Oberpfälzer Abgeordnete begrüßen den geplanten Ausbau. Dadurch würden "wichtige Weichen für eine besser Bahnanbindung" gestellt, sagt der Tirschenreuther Bundestagsabgeordnete Reiner Meier (CSU). Ähnlich äußern sich die Bundestagsabgeordneten Albert Rupprecht (CSU) und Uli Grötsch (SPD). Sie fordern eine schnelle Umsetzung. Beide machen auch deutlich, dass der Ausbau mit dem bestmöglichem Lärmschutz für die Anwohner einhergehen muss.
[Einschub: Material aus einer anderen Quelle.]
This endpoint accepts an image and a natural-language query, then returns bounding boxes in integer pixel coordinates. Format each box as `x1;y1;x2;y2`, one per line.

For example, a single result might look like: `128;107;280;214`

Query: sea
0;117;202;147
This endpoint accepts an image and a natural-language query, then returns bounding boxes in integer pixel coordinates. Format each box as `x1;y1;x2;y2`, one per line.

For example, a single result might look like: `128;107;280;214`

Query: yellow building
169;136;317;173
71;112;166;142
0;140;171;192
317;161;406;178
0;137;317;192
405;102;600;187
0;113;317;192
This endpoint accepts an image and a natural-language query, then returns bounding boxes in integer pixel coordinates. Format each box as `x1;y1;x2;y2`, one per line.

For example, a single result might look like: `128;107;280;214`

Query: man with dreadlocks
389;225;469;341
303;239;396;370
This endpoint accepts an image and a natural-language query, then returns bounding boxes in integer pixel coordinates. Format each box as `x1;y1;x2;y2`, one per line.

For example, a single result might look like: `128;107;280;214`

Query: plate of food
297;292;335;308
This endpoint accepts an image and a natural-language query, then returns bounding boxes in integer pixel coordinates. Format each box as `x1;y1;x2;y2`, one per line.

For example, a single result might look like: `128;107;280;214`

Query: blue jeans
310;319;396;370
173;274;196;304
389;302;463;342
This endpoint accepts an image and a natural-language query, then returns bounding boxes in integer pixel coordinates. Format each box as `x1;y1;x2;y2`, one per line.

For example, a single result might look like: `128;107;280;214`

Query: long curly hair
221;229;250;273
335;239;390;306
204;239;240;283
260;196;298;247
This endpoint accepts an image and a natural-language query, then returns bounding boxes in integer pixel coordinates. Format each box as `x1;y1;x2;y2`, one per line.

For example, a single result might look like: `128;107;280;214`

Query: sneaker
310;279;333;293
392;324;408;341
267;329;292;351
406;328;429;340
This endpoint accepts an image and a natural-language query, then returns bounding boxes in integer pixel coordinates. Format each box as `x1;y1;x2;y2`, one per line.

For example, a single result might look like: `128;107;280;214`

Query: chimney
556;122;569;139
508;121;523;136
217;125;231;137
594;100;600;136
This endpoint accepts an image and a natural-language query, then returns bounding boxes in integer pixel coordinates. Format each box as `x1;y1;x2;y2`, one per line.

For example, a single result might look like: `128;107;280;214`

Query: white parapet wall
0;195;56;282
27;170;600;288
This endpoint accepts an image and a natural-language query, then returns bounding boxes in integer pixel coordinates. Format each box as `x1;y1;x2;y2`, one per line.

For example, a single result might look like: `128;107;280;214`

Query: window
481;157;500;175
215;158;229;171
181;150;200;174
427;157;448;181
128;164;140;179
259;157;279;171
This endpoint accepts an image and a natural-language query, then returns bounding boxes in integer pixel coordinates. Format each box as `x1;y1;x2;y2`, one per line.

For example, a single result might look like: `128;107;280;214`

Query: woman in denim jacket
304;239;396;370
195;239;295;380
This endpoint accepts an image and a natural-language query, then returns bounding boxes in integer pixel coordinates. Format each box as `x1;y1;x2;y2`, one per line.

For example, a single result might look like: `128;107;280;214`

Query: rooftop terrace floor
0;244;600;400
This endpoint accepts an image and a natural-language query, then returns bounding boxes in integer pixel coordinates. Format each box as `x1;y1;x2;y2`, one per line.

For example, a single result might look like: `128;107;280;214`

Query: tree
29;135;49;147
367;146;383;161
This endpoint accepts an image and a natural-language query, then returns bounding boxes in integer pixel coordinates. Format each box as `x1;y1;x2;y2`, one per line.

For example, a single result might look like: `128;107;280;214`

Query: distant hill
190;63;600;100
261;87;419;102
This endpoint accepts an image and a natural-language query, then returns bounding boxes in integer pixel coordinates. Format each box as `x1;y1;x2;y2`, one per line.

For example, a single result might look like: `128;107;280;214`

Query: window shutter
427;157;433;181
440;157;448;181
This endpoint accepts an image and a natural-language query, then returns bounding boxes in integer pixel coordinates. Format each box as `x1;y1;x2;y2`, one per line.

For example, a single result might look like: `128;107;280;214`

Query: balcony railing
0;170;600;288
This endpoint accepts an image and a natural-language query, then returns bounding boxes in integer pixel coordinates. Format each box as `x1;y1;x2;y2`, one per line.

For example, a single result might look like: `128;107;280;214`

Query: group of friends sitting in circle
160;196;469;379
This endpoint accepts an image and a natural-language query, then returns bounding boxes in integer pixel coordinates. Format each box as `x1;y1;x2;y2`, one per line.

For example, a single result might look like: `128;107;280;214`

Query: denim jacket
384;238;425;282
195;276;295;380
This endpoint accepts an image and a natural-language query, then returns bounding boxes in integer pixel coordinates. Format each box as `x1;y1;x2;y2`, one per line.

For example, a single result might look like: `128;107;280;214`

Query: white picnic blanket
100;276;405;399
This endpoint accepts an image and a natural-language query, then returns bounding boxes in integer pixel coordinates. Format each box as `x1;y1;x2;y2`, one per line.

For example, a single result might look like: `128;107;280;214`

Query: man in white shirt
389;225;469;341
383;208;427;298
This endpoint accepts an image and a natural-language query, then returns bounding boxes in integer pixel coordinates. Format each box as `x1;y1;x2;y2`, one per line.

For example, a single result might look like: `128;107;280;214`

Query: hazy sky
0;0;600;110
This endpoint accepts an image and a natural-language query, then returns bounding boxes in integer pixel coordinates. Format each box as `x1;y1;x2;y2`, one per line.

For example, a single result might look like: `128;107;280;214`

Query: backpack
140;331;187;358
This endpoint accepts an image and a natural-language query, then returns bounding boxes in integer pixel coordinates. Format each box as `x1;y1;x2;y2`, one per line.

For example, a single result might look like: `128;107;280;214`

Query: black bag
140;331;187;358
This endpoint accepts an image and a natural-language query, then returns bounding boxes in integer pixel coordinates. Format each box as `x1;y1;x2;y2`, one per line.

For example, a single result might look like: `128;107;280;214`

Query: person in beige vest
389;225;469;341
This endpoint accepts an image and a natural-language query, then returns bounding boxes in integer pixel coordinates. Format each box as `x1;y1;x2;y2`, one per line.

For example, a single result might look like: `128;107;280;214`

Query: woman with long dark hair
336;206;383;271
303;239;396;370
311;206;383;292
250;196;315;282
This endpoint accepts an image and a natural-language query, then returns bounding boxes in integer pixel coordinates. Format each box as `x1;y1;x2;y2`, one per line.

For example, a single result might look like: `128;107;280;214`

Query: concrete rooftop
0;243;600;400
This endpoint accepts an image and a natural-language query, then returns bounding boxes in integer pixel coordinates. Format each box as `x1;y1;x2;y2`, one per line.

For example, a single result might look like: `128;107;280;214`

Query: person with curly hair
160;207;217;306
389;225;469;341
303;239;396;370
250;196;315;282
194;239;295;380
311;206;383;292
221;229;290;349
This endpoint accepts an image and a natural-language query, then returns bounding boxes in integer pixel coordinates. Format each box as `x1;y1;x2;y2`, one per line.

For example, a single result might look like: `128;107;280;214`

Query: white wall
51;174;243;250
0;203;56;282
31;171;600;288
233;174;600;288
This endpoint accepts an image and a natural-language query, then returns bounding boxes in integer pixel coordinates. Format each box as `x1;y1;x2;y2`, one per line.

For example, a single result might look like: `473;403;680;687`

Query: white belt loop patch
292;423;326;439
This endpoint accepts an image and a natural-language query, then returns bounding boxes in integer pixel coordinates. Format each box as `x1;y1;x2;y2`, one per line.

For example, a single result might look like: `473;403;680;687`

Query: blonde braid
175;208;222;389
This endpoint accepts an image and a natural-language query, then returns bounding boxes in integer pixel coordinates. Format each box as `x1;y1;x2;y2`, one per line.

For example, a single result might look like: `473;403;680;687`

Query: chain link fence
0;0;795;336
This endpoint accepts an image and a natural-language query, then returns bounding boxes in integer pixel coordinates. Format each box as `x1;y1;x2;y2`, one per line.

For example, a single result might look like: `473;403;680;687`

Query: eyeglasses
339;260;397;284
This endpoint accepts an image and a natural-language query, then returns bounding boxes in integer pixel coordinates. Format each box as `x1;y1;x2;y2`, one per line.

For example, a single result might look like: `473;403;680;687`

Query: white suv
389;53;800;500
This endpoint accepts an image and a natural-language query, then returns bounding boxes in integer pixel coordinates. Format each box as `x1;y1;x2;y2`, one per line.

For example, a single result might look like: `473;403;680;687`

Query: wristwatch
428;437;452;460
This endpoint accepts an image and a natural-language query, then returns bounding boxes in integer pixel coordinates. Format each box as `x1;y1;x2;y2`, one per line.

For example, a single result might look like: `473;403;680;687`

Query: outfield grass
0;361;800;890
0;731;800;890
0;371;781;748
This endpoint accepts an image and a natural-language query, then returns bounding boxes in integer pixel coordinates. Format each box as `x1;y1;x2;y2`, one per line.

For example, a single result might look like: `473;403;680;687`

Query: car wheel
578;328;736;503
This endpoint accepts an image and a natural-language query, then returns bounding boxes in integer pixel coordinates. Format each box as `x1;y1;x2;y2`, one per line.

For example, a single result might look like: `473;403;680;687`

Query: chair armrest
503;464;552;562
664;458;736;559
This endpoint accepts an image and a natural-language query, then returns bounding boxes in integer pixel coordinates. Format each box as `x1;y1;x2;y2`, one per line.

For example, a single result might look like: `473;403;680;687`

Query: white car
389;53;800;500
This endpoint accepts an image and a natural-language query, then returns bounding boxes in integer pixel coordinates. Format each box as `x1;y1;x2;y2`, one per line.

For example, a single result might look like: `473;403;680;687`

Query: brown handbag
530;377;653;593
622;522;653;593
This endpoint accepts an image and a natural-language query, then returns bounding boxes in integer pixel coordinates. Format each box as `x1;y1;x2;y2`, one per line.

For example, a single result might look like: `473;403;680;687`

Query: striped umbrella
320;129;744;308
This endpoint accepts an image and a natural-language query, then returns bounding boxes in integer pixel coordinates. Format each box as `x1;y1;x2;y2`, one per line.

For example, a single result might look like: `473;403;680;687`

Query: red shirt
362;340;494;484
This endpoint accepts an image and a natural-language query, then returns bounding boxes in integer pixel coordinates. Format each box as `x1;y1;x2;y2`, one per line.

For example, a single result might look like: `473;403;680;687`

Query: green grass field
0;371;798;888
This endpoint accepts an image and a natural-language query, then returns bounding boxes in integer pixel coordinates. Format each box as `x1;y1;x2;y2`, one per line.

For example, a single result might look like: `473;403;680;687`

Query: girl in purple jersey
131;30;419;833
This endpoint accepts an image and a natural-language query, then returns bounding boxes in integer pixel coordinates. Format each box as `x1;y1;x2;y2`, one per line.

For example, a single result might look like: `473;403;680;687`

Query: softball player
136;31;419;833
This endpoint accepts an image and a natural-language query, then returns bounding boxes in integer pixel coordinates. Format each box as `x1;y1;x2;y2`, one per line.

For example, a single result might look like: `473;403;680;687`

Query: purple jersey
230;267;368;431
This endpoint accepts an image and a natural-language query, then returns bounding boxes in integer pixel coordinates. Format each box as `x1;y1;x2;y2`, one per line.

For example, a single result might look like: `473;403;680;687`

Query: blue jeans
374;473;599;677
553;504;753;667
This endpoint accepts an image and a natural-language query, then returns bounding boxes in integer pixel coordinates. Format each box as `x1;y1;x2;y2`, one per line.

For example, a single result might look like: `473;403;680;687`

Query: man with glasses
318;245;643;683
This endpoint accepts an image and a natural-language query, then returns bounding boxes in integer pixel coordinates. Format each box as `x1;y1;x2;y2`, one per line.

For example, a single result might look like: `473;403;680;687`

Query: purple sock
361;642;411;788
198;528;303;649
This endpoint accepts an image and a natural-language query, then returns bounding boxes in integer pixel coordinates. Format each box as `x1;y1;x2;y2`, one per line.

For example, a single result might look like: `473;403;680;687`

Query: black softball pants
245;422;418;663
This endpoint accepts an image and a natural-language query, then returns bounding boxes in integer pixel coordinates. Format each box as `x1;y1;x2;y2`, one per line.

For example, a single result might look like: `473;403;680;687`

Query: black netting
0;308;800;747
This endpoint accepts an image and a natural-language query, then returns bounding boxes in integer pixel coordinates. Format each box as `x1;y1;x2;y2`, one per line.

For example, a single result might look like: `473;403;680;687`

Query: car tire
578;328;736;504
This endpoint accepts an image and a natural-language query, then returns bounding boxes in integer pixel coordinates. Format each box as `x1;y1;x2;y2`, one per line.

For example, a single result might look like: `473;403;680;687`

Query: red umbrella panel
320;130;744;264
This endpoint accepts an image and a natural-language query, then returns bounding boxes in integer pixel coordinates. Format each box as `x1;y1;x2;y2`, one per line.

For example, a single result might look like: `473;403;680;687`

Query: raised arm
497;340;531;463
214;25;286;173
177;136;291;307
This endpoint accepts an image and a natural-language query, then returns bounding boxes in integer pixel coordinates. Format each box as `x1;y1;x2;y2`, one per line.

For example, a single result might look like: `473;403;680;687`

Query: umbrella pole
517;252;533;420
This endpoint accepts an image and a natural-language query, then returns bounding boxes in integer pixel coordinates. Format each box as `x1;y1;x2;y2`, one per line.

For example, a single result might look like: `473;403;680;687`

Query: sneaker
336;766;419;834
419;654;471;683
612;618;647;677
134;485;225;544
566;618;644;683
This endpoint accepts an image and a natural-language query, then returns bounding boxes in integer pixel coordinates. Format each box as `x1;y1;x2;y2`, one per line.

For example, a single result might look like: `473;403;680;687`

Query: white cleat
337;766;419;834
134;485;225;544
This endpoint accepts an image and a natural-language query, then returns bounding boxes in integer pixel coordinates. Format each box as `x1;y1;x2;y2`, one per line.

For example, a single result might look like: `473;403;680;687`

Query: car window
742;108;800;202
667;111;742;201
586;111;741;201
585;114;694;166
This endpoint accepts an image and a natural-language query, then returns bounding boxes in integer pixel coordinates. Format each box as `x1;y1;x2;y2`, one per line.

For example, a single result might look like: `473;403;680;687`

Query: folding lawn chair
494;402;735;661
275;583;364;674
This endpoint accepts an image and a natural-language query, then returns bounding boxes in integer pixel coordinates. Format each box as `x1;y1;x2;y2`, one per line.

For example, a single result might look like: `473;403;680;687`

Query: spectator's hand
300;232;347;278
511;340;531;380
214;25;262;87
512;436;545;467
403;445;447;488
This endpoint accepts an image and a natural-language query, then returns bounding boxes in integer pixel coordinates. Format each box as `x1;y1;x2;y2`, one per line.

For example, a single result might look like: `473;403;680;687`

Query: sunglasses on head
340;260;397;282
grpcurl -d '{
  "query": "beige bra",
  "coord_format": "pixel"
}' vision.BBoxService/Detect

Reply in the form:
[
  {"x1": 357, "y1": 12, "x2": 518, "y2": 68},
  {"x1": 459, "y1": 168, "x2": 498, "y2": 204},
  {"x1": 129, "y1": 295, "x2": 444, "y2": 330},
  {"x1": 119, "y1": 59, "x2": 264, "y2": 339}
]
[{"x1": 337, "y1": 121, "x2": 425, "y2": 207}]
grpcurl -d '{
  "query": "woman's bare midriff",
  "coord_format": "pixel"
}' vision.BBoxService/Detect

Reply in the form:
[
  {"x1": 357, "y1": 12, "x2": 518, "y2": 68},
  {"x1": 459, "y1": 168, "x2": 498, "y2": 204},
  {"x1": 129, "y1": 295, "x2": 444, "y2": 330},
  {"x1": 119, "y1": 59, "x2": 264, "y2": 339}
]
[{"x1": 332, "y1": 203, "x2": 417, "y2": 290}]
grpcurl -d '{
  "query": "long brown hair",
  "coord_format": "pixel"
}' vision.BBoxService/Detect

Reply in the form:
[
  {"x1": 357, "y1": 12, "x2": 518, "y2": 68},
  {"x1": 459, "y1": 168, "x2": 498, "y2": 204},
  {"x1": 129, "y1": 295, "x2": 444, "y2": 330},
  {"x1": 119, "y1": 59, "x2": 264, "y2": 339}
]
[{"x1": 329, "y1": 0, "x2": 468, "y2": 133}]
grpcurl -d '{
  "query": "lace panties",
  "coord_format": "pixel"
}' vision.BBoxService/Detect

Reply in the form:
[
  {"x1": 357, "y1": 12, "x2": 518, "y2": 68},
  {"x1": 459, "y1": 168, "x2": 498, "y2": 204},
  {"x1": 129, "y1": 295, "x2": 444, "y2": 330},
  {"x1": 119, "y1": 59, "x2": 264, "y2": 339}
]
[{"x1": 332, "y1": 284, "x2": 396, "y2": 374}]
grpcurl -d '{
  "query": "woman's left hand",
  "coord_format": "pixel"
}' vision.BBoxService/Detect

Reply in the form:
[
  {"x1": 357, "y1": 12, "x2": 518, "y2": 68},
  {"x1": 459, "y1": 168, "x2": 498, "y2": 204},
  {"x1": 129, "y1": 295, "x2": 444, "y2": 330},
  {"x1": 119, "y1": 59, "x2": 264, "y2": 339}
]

Auch die grüne Bundestagabgeordnete Elisabeth Scharfenberg (Hof) dringt auf eine schnelle Umsetzung des Bahnausbaus. Sie warnt aber, dass nicht für alle Projekte im Bundesverkehrswegeplan Geld da ist. Und es gibt Enttäuschungen: Hans-Peter Friedrich (CSU) aus Hof hält es für inakzeptabel, dass der vierspurige Ausbau zwischen Marktredwitz und der Grenze bei Schirnding nicht aufgenommen wurde. Und: Die Bahnstrecke Nürnberg-Schwandorf-Furth im Wald gilt nur als "potenzieller Bedarf".